CNS stimulants, drugs of abuse, and the addicted patient Flashcards
1
Q
CNS stimulants
A
- Are either psychomotor or hallucinogens
- Psychomotor stimulants cause: excitement and euphoria, increased motor activity, decreased appetite, increased nervousness/anxiety
- Hallucinogens cause: profound changes in thought patterns and mood, little effect on brainstem and spinal cord, little effect on motor activity
2
Q
Caffeine 1
A
- Psychomotor stimulant that binds to adenosine receptors
- Adenosine accumulates during fatigue and binds to receptors which then inhibit the release of NTs to prepare brain for rest
- Caffeine is an adenosine receptor antagonist: blocks all adenosine receptors and increases firing of neurons and brain activity
- This causes the pituitary to release ACTH and other hormones
- Excites the sympathetic NS
3
Q
Caffeine 2
A
- Actions: decreases fatigue and increases alertness, high doses can produce anxiety and tremors
- Is an inotrope and chronotrope to heart, can cause cardiac ischemia and arrhythmias @ high doses
- Is a mild dieuretic and simtulates secretion of HCl from gastric mucosa
- Moderate doses can cause insomnia, anxiety, and agitation, high doses can cause emesis, convulsion, and arrhythmias
4
Q
Nicotine
A
- Rapidly crosses BBB and binds to nAchR of autonomic ganglia, adrenal medulla, and CNS (binding to receptor depolarizes all of these cell)
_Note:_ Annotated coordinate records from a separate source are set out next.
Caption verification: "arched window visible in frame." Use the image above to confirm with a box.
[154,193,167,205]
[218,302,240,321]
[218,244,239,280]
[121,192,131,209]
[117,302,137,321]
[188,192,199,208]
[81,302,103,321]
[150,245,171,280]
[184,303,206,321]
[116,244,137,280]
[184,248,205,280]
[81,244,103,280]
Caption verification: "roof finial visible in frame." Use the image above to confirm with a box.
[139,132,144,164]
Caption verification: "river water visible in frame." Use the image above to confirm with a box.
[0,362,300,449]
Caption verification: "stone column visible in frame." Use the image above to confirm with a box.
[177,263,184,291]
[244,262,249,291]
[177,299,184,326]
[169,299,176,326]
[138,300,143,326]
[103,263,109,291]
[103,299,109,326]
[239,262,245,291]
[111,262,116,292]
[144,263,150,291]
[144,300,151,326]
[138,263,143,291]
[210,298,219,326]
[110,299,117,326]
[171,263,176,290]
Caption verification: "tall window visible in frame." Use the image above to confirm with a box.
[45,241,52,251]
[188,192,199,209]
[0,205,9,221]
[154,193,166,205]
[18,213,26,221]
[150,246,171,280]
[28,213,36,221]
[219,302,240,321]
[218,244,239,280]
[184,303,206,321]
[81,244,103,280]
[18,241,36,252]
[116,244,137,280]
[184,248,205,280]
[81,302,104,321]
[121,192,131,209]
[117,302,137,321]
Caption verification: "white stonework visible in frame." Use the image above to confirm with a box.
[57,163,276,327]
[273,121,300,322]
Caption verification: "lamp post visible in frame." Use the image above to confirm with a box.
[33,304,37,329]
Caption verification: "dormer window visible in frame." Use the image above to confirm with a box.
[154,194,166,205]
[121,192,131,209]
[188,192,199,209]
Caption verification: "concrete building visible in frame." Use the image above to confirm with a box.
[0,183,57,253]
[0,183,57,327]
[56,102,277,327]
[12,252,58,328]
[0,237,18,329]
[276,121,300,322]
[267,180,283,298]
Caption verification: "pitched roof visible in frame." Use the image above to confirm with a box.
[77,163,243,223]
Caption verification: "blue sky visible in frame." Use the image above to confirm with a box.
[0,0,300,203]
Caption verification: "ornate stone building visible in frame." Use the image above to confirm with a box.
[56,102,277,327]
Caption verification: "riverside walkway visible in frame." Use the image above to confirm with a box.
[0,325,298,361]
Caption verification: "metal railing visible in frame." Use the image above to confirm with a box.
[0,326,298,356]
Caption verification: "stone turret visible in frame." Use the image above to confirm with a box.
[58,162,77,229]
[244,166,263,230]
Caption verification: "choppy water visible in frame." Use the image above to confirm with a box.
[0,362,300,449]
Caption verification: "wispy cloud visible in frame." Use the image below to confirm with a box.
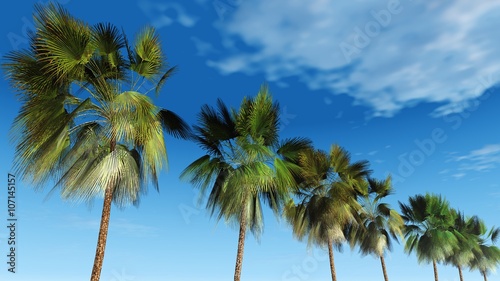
[191,36,218,56]
[138,0,197,29]
[208,0,500,117]
[454,144,500,172]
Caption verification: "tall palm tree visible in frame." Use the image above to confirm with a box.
[3,4,189,281]
[284,145,369,281]
[445,211,484,281]
[399,193,459,281]
[469,221,500,281]
[181,86,310,281]
[349,176,404,281]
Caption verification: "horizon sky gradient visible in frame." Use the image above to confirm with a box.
[0,0,500,281]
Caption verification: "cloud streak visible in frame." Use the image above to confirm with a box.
[138,0,197,29]
[207,0,500,117]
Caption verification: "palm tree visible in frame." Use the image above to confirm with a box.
[445,211,483,281]
[284,145,369,281]
[399,194,459,281]
[349,176,404,281]
[469,221,500,281]
[3,4,189,281]
[181,86,310,281]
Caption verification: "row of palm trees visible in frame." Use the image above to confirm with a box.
[181,86,500,281]
[2,4,500,281]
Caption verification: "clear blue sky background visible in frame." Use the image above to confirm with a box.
[0,0,500,281]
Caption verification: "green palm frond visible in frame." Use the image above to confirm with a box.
[181,83,310,238]
[131,26,165,79]
[2,4,185,206]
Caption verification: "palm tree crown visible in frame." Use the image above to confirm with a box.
[3,4,189,280]
[284,145,369,281]
[349,176,404,281]
[181,86,310,280]
[399,194,459,281]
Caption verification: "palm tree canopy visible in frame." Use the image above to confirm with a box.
[469,221,500,275]
[349,176,404,257]
[2,4,189,206]
[284,145,369,247]
[181,86,310,238]
[399,194,459,262]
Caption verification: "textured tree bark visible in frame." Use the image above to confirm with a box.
[380,256,389,281]
[328,238,337,281]
[90,185,113,281]
[234,205,247,281]
[457,265,464,281]
[90,138,116,281]
[481,271,488,281]
[432,260,439,281]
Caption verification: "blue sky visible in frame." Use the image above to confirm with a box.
[0,0,500,281]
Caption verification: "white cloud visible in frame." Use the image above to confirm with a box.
[191,36,217,56]
[138,0,197,29]
[454,144,500,172]
[208,0,500,117]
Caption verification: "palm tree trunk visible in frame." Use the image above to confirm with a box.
[432,260,439,281]
[380,256,389,281]
[328,238,337,281]
[457,265,464,281]
[481,270,488,281]
[90,185,113,281]
[234,204,247,281]
[90,138,116,281]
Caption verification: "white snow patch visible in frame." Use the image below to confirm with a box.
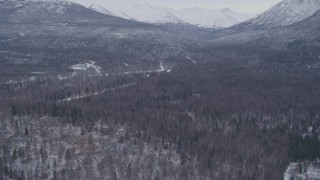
[70,61,102,74]
[186,56,198,64]
[284,162,320,180]
[58,83,136,102]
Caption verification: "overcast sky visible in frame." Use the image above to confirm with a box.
[120,0,282,14]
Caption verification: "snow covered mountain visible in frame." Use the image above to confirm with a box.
[66,0,183,23]
[167,8,251,28]
[247,0,320,27]
[67,0,251,28]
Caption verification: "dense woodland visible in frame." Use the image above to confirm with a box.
[0,0,320,180]
[0,42,320,179]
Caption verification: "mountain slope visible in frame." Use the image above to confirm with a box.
[67,0,183,23]
[167,8,250,28]
[71,0,250,28]
[242,0,320,28]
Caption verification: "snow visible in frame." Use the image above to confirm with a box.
[122,62,171,75]
[186,56,198,64]
[70,61,101,74]
[0,76,37,85]
[71,0,251,28]
[284,162,320,180]
[251,0,320,26]
[58,83,136,102]
[167,8,251,28]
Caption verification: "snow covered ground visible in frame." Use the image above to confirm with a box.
[284,162,320,180]
[58,83,136,102]
[70,61,102,74]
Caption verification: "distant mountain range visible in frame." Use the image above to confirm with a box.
[67,0,252,28]
[240,0,320,28]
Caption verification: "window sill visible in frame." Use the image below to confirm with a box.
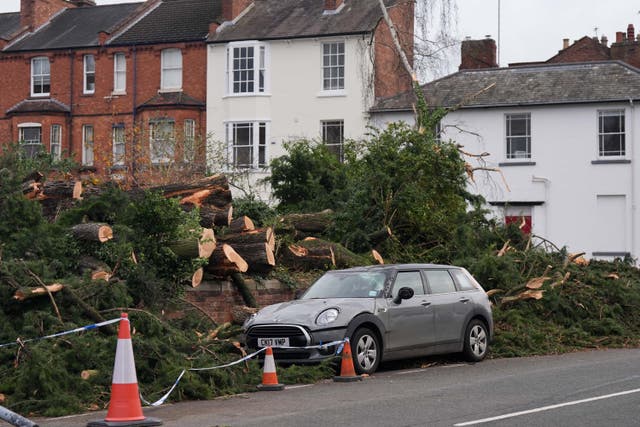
[316,90,348,98]
[591,159,631,165]
[498,162,536,167]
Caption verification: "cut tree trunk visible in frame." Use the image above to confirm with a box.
[229,216,256,233]
[231,242,276,274]
[71,222,113,243]
[13,283,64,301]
[38,181,82,200]
[200,205,233,228]
[218,227,276,251]
[204,244,249,277]
[279,245,336,271]
[167,228,216,259]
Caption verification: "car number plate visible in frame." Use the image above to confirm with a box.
[258,338,289,347]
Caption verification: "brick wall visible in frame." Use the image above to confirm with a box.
[186,280,294,323]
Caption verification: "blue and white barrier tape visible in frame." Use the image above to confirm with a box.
[140,338,349,406]
[0,317,123,348]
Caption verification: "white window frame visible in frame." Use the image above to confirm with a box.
[320,119,344,162]
[225,41,271,96]
[113,52,127,94]
[320,40,347,93]
[225,120,271,170]
[82,125,96,166]
[82,55,96,95]
[504,113,531,161]
[49,125,62,160]
[149,118,176,164]
[18,123,42,158]
[598,108,627,159]
[160,48,183,92]
[31,56,51,97]
[182,119,196,163]
[111,124,127,166]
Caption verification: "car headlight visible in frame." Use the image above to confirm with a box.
[316,308,338,325]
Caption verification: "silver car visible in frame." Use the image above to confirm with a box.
[244,264,493,374]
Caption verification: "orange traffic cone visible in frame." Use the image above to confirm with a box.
[333,338,362,383]
[258,347,284,391]
[87,313,162,427]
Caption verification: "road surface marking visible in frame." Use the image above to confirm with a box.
[454,388,640,427]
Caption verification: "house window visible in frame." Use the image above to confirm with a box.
[49,125,62,160]
[506,113,531,159]
[227,44,267,93]
[598,110,625,157]
[149,120,175,163]
[322,120,344,161]
[19,123,42,159]
[322,42,344,90]
[82,55,96,93]
[31,56,51,96]
[160,49,182,91]
[112,124,125,166]
[82,125,93,166]
[227,122,267,169]
[184,119,196,163]
[113,53,127,93]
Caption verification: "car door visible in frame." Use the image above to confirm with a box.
[423,268,473,344]
[387,270,436,351]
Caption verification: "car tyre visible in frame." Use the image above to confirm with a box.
[350,328,382,375]
[463,319,489,362]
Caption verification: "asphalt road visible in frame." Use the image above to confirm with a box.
[21,349,640,427]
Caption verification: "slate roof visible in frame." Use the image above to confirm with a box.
[7,98,71,114]
[208,0,400,43]
[0,12,20,39]
[109,0,221,45]
[5,3,141,51]
[138,92,206,109]
[371,61,640,112]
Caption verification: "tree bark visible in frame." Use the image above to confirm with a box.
[205,244,249,277]
[71,222,113,243]
[231,242,276,274]
[229,216,256,233]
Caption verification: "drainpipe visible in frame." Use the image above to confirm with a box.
[628,98,640,257]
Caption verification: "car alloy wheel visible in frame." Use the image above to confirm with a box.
[351,328,381,374]
[464,319,489,362]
- Effect on CNS: nAchR found in regions involved in learning/memory, motivation and reward (hippocampus, striatum, amygdala, prefrontal cortex)
- Produces paradoxical state of arousal and relaxation via DA neurons in VTA, along w/ improving attention, learning, and problem solving
5
Q
Nicotine on the PNS and withdrawal Sx
A
- Effects on PNS: sympathetic system activated to increase BP (vasoconstriction) and HR, para activated in GI to increase intestinal motility
- Causes release of epinephrine from the adrenal medulla
- Withdrawal Sx (physical dependance develops rapidly): irritability, anxiety, restlessness, difficulty concentrating, headaches, insomnia
6
Q
Cocaine and ampethamines
A
- Cocaine locks the reuptake of monoamines (5HT, NE, DA) back into presynaptic terminal, thus potentiating the actions of these NTs in synapse
- Amphetamines increase the release of catecholamines into the synapse and also block the DA transporter
7
Q
Actions of cocaine
A
- In CNS produce increased awareness and euphoria, tremors and convulsions, respiratory and vasomotor depression, increase in respiration
- In ANS: potentiates action of NE and produces sympathetic hyperstimulation
- Produces hyperthermia by affecting the hypothalamus
8
Q
Therapeutic uses and adverse effects of cocaine
A
- Cocaine is used as a local anesthetic when applied topically and can be used as a local vasoconstrictor
- Adverse effects: most important are respiratory failure, CV (fatal arrhythmias and MI), and stoke/intracranial hemorrhage
9
Q
Actions of amphetamines
A
- Stimulates entire neuraxis resulting in increased: alertness, insomnia, decreased appetite, decreased fatigue, activation of SNS
- Adverse effects: highly addictive, can precipitate schizophrenic episodes, can cause heart palpitations, tachyarrhythmias, HTN, MI, CV collapse, nausea, vomiting, cramps, and diarrhea
10
Q
Bath salts
A
- Designer drugs that have similar actions as cocaine and amphetamines
- Have powerful addictive potential and increase the concentration of monoamines in the synapse
11
Q
Hallucinogens
A
- Induce altered states of perception, like dreaming but when awake
- Changes shapes and colors
- Being under the influence means you are incapable of normal decision making
- Little effect on motor function
12
Q
LSD
A
- Binds as an agonist to 5HT receptors on presynaptic cells in the midbrain
- Causes activation of the SNS: pupillary dilation, HTN, piloerection, hyperthermia
- Alter mood, physical dependence and tolerance can occur
- High disease can produce long-lasting psychotic changes in some individuals
- Can rapidly be aborted by use of haloperidol
13
Q
Marijuana
A
- Produces euphoria, relaxation, impaired short term memory, slow mental status
- Decreases muscle strength and impaired motor activity
- Produces delusions, enhanced sensory activity and is an appetite stimulant
- THC is highly lipid soluble
- @ high doses toxic psychosis can develop, and chronic use in adolescence may promote development of schizophrenia
- Tolerance and dependence can develop w/ chronic use
14
Q
Mechanism of action for marijuana
A
- Psychoactive ingredient (THC) binds to CB receptors in the presynaptic cells (found on both glutamate and GABA receptors)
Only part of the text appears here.